Commit Sweeper

Commit Sweeper reviews commits that land on a target repository's main branch. It is intentionally separate from the issue/PR cleanup sweeper: it does not close items, write comments, or try to fix code. It produces one markdown report per commit. It can optionally publish a GitHub Check Run for the commit when create_checks=true.

#Goals

Review every code-bearing commit on main for regressions, bugs, and security

issues.

Use one Codex worker per reviewed commit.
Keep reports human-readable and markdown-first.
Keep the storage path canonical so each commit has at most one report.
Avoid spending Codex time on pure documentation, changelog, asset, or other

non-code commits.

Make the lane easy to disable, manually trigger, and backfill over historic

ranges.

#Storage

Reports live at:

records/<repo-slug>/commits/<40-char-sha>.md

That path is the source of truth. Rerunning a commit review overwrites the same file. Manual reruns with an additional prompt also overwrite the same file.

Report front matter includes both commit timestamps and review timestamps:

commit_authored_at: author timestamp from the target commit
commit_committed_at: committer timestamp from the target commit
reviewed_at: timestamp for the ClawSweeper report generation

Skipped non-code commits still get a report at the same path with result: skipped_non_code. This preserves a complete audit trail without starting Codex for commits that cannot affect runtime behavior.

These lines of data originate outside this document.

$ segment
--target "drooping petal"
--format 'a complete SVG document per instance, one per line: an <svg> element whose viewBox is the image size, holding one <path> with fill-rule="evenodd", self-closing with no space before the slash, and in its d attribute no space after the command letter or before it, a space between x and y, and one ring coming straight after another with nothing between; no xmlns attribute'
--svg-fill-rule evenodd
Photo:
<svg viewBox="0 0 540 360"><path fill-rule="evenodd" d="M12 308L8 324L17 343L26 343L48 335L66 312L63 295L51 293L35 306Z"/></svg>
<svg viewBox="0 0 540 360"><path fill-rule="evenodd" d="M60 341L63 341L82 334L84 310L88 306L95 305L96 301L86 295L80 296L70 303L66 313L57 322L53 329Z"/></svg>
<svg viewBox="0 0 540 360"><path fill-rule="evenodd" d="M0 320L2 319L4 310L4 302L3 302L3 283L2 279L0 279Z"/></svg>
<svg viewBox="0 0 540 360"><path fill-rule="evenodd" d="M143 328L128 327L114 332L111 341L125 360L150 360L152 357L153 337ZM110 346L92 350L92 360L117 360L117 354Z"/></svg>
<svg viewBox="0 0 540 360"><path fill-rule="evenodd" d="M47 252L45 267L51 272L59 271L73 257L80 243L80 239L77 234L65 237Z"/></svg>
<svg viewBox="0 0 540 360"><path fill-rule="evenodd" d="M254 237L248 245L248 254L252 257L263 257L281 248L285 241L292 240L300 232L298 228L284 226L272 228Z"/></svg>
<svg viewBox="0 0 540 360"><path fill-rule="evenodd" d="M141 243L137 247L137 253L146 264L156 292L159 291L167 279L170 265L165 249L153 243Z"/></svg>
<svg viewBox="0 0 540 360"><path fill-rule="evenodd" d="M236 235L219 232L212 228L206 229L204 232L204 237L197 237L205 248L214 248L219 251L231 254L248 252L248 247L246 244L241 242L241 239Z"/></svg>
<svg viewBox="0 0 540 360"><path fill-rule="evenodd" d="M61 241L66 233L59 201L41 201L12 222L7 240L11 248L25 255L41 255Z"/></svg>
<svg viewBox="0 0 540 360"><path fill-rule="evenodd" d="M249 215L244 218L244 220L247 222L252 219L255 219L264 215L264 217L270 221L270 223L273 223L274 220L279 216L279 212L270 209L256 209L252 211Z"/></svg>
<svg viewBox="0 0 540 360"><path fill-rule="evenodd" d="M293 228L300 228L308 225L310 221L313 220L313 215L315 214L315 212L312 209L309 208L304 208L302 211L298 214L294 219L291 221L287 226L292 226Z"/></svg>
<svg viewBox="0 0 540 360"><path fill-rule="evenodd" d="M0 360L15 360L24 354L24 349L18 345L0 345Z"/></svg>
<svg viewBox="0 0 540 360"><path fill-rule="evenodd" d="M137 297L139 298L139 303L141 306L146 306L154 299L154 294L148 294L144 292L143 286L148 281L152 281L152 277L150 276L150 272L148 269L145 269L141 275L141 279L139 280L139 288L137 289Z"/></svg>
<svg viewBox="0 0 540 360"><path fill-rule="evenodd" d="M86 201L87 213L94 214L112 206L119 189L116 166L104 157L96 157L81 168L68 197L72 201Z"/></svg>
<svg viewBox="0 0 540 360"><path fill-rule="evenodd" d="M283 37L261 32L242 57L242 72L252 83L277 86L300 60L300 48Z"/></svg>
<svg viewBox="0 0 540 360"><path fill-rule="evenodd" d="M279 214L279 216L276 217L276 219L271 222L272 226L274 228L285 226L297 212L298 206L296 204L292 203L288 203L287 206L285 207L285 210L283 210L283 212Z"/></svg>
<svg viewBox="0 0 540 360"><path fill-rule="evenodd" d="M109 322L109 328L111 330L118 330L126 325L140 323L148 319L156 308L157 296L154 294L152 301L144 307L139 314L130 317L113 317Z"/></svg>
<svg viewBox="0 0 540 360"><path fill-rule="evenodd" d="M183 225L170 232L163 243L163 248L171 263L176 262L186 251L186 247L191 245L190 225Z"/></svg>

Use the report lister for time windows instead of date-based storage folders:

pnpm run build
pnpm commit-reports -- --since 6h
pnpm commit-reports -- --since "24 hours ago" --findings
pnpm commit-reports -- --since 7d --non-clean
pnpm commit-reports -- --repo openclaw/openclaw --author steipete --since 7d

The canonical storage stays flat so a rerun can overwrite exactly one file for the commit without first rediscovering a date bucket.

#Triggers

Target repositories dispatch push events from main to openclaw/clawsweeper with repository_dispatch.

The receiver workflow is .github/workflows/commit-review.yml.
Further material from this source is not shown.